My hope is not in perfect health or the enjoyment of my hobbies or the continuation of my audio-visual career or even the convenience of normal social interaction, but my hope is completely in Jesus Christ and the grace to come (1 Peter 1:13-16). One day he will resurrect my dying body with its decaying ears. When my sinful flesh is forever gone, my five senses will at last be perfect in function and exclusively sanctified for the praise of his glory.
Here in this life as in the next (Matt. 6:10), I am also to sanctify myself for the Master’s service. While it is good for me to take reasonable measures to protect my health as I see fit, I need not fear and fret over such things (or forgo rock concerts necessarily). So what if I lose a few thousand frequencies at the extremities of my range, as everyone does! So what if I lose every frequency! He will resurrect my ears one day, and in the meantime, I am to trust him and serve him however he sees fit. I am to do this because it is my duty to him as his unworthy slave (Luke 17:7-10), because my joy is found in walking by the Spirit (Gal. 5:22), because it is a testimony to the world of the hope and strength I have in him (1 Peter 3:15), and because it is a testimony to other believers of the same (1 Peter 4:11).

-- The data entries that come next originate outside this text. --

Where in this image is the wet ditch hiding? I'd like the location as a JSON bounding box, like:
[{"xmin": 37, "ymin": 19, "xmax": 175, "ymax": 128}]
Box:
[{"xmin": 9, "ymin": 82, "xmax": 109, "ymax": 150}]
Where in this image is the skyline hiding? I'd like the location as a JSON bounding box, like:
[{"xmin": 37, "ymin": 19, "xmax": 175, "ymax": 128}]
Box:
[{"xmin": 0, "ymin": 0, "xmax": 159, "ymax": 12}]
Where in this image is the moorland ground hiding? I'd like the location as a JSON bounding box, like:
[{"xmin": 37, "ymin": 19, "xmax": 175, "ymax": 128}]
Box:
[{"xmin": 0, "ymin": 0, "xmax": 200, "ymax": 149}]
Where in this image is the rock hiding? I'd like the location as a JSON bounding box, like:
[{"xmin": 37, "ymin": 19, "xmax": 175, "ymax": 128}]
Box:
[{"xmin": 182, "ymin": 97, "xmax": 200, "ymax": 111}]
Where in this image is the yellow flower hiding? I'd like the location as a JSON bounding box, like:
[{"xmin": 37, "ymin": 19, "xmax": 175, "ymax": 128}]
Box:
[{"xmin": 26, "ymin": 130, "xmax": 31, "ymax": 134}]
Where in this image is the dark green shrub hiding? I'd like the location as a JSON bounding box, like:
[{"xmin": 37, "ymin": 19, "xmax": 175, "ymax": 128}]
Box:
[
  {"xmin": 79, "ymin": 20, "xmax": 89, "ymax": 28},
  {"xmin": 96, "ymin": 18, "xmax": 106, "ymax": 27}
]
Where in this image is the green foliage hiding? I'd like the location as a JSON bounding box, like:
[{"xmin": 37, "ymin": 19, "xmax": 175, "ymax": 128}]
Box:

The members of my body are to be presented to God as instruments of righteousness and not as instruments of a fleshly, fear-driven idol (Rom. 6:12-14).
To lose my hearing is only a momentary affliction, and it has a glorious purpose in God’s sovereign plans. Though my outer man decays, my inner man is renewed day by day as I put to death my fears and set my mind on eternal things. Thank the Lord for medical technology that I may avail myself of for my health, but thank the Lord above all for the hope I have in Christ, which is there regardless and will never fade away.